Four of these subjects particularly attracted my young mind and have persisted to the present. They are, the Library at Alexandria, storehouse of vast amounts of ancient learning and knowledge going back to Alexander the Great’s conquest of Egypt around 330 BCE (and quite possibly even further than that); the ancient “sinking” of a large, highly advanced civilization somewhere to the West of Gibraltar and referred to by Roman historians as “Atlantis”; The still largely unknown “Sea People”, including Danites (also referred to as the Danaan and the Shardana), Pelasgians and Phoenicians who possibly invented written language, developed navigation and wide-ranging trade routes as well as introducing metallurgy; and finally, the European Celtic tradition which still endures despite Rome’s strenuous efforts to eradicate it.

Researching remnant cultures can be very time-consuming as there is no clear arc of data to follow. Each bit is a new discovery and requires puzzling out how it fits or adjusting the framework to admit it. The recorded histories of these four subjects only touch upon dim fragments of truth left from the conquests of the Hellenes and later Rome and the Ascendant Church. The remaining compilations accepted now as known facts are very few and mostly serve to excite speculation. Almost all of the individual, secular knowledge of ancient cultures in Europe, The Middle-East and Northern Africa has been lost to the torch or to revisionists. Scattered, monumental art and architecture remain along with some scraps of engineering mathematics, poems, prayers and the occasional commercial document; but ascendant, conquering cultures among our species, seem to always find the need to cast the conquered as inferior in as many ways as possible. Part of this process involves eliminating reference to, or ridiculing any previous knowledge which might disagree with their own. If they can’t simply rewrite it as their own invention.  Another common practice still used in today’s world, is to build over the remains of older cultures, erasing memories in the process.

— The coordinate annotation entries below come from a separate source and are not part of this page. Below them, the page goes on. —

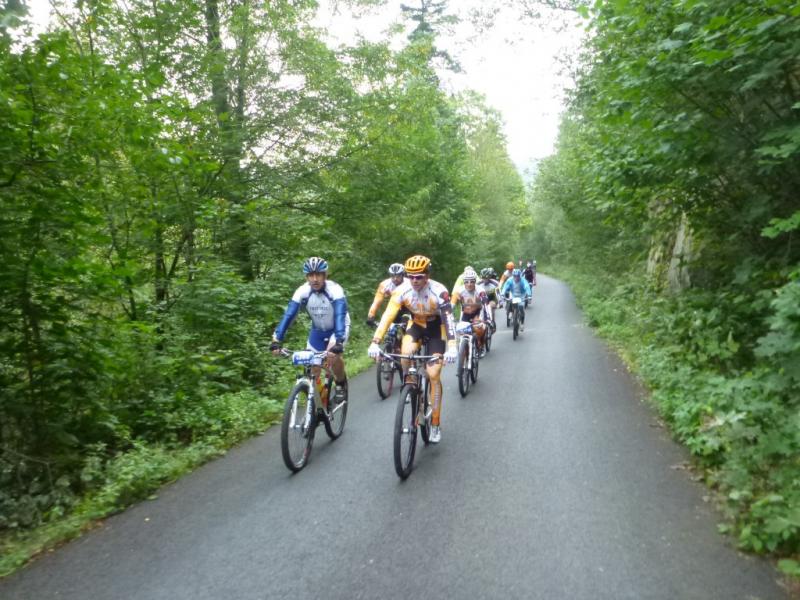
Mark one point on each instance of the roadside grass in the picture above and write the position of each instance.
(138, 473)
(739, 423)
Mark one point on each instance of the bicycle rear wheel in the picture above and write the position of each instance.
(463, 371)
(297, 427)
(405, 431)
(334, 423)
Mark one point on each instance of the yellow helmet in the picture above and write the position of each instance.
(418, 264)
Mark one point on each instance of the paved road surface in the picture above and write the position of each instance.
(552, 480)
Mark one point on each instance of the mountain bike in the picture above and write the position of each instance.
(414, 411)
(467, 371)
(388, 368)
(309, 404)
(518, 314)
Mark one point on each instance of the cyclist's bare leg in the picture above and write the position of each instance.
(434, 376)
(409, 346)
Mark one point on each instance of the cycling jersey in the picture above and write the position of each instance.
(471, 302)
(491, 287)
(430, 303)
(518, 289)
(385, 289)
(327, 309)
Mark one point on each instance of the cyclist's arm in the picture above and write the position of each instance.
(446, 312)
(288, 316)
(388, 317)
(340, 319)
(376, 302)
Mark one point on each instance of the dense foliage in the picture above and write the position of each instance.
(164, 169)
(672, 204)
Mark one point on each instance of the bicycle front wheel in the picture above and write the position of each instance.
(405, 431)
(297, 427)
(463, 368)
(334, 423)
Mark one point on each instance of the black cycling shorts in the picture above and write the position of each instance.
(434, 331)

In my mind, the only thing left to do, beyond lots and lots of digging and site documentation, is to write informed speculative historic fiction. In this way, we can use available research to try and reveal some of the enormous possibilities of what might have been. Storytelling is a deep part of what makes us human. Many unseen, older influences still work their magic in our world and can be found in quirks of language, folk-tales, superstitions, traditional medicines and many other examples that remain active today. Since there is often little left to create a direct line of facts accurately describing these ancient ancestors and details of their practices, it’s left to writers to describe them. In my own work, I hope that readers might find a passage that will fire a spark in them.  Maybe even open their eyes and hearts to remain on the lookout for anything which reveals a glimmer of truth about how we got to be who we are and how wonderfully diverse our family has always been. In that spirit, I’ve begun my new series, The Gift. I hope it will find readers that enjoy wondering as well as discovery.